Dem Leben am und im Wasser widmet sich der Bund Naturschutz im blauen Pavillon. Gezeigt wird eine Ausstellung: „Biber – die guten Geister des Wassers.“ Entlang des Flüsschens Kahl werden wieder Biber gesichtet. „Keine zweite Tierart in Bayern leistet so viel für die Artenvielfalt und den Hochwasserschutz wie der Biber“, sagt Dagmar Förster, Vorsitzende der Bund Naturschutz Ortsgruppe. Er sei ein Baumeister der Natur, von dem auch wir Menschen profitieren würden. Alles, was der Landschaftsgestalter Biber brauche, sei ein Mindestmaß an Raum. Der fehle den Flüssen heute allerdings meist.

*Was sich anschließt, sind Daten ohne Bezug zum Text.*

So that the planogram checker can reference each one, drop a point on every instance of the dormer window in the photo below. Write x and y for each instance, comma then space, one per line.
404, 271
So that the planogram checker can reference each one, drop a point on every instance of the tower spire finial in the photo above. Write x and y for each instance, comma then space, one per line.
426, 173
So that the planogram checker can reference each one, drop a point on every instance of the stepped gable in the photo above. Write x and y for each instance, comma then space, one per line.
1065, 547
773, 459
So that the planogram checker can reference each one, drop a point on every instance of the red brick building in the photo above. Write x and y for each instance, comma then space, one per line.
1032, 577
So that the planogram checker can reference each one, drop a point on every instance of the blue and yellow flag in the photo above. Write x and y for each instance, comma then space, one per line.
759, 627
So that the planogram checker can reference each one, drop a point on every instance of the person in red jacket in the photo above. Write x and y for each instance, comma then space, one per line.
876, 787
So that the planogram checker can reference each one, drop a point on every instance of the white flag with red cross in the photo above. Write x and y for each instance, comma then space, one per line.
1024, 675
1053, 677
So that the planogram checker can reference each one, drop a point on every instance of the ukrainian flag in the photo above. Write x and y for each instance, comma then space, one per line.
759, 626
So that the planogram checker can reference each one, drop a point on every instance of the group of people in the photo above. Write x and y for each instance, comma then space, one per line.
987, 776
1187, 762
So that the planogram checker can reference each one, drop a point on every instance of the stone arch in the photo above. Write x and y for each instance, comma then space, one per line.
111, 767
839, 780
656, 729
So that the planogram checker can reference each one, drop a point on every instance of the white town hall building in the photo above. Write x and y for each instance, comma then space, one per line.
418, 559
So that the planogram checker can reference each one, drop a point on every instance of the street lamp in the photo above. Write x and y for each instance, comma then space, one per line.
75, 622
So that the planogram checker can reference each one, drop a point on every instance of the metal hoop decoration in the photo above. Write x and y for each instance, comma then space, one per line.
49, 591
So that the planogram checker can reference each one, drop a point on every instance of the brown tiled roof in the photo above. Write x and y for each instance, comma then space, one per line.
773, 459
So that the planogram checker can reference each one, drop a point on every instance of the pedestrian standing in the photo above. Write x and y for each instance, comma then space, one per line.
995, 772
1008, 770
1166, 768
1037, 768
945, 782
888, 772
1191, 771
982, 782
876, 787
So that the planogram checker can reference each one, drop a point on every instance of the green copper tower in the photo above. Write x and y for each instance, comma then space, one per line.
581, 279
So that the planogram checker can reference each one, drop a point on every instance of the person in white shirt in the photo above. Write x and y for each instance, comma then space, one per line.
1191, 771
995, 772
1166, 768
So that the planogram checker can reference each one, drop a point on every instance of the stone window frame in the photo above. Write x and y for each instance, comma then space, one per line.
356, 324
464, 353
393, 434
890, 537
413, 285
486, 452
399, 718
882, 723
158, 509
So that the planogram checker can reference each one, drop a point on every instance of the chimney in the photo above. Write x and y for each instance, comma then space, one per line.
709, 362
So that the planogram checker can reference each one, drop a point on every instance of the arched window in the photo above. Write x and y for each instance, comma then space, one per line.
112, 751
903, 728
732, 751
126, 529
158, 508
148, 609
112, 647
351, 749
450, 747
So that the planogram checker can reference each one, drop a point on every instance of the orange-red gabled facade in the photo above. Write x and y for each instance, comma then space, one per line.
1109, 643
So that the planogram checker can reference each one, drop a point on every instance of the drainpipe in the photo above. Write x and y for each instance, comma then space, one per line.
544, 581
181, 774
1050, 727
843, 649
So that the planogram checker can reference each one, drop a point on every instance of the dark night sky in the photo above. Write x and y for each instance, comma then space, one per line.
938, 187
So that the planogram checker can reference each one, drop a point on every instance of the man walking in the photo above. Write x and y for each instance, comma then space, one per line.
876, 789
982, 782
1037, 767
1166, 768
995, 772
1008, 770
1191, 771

So komme es immer wieder zu Konflikten zwischen Mensch und Biber.

Schüler können im Energiepark noch viel mehr lernen: So stehen auch die erneuerbaren Energien im Mittelpunkt. „Dafür haben wir beispielsweise Seifenblasen rülpsende Holzkühe, um den Methanausstoß der Tiere darzustellen“, erklärt Robert Sitzmann.

Kinder können aber auch die Wucht des Wassers durch selbst gebaute Staudämme erleben und mit einem Laufrad Energie erzeugen. Im Sonnenenergiegarten kann man selbst zum Zeiger einer Sonnenenergieuhr werden. Der Besuch einer Gartenschau soll Spaß und Informationen für die ganze Familie bieten.

In Bayern gibt es jedes Jahr eine Gartenschau – dabei wechseln sich Landesgartenschauen und die Regionalschauen „Natur in der Stadt“ ab. Die nächsten Landesgartenschauen sind 2016 in Bayreuth und 2018 in Würzburg geplant. Die nächste „Natur in der Stadt“ findet 2017 in Pfaffenhofen statt. Robert Sitzmann wird an der Gartenschau 2019 in Wassertrüdigen (Lkr. Ansbach) mitwirken. Er freut sich, dass mit den Gartenschauen in Bayern bislang mehr als 404 Hektar dauerhafte Grün- und Erholungsflächen entstanden sind. Das sei mehr als die Fläche des Englischen Gartens in München. Die Kosten für die Gartenschau 2015 in Alzenau belaufen sich auf rund fünf Millionen Euro. Das bayerische Umweltministerium fördert die dauerhaften Investitionen mit 1,6 Millionen Euro und zusätzlich mit 600 000 Euro aus einem Fonds der Europäischen Union. Robert Sitzmann schätzt, dass 300 000 Besucher zur Gartenschau kommen und somit Einnahmen in Höhe von zwei Millionen Euro erzielt werden.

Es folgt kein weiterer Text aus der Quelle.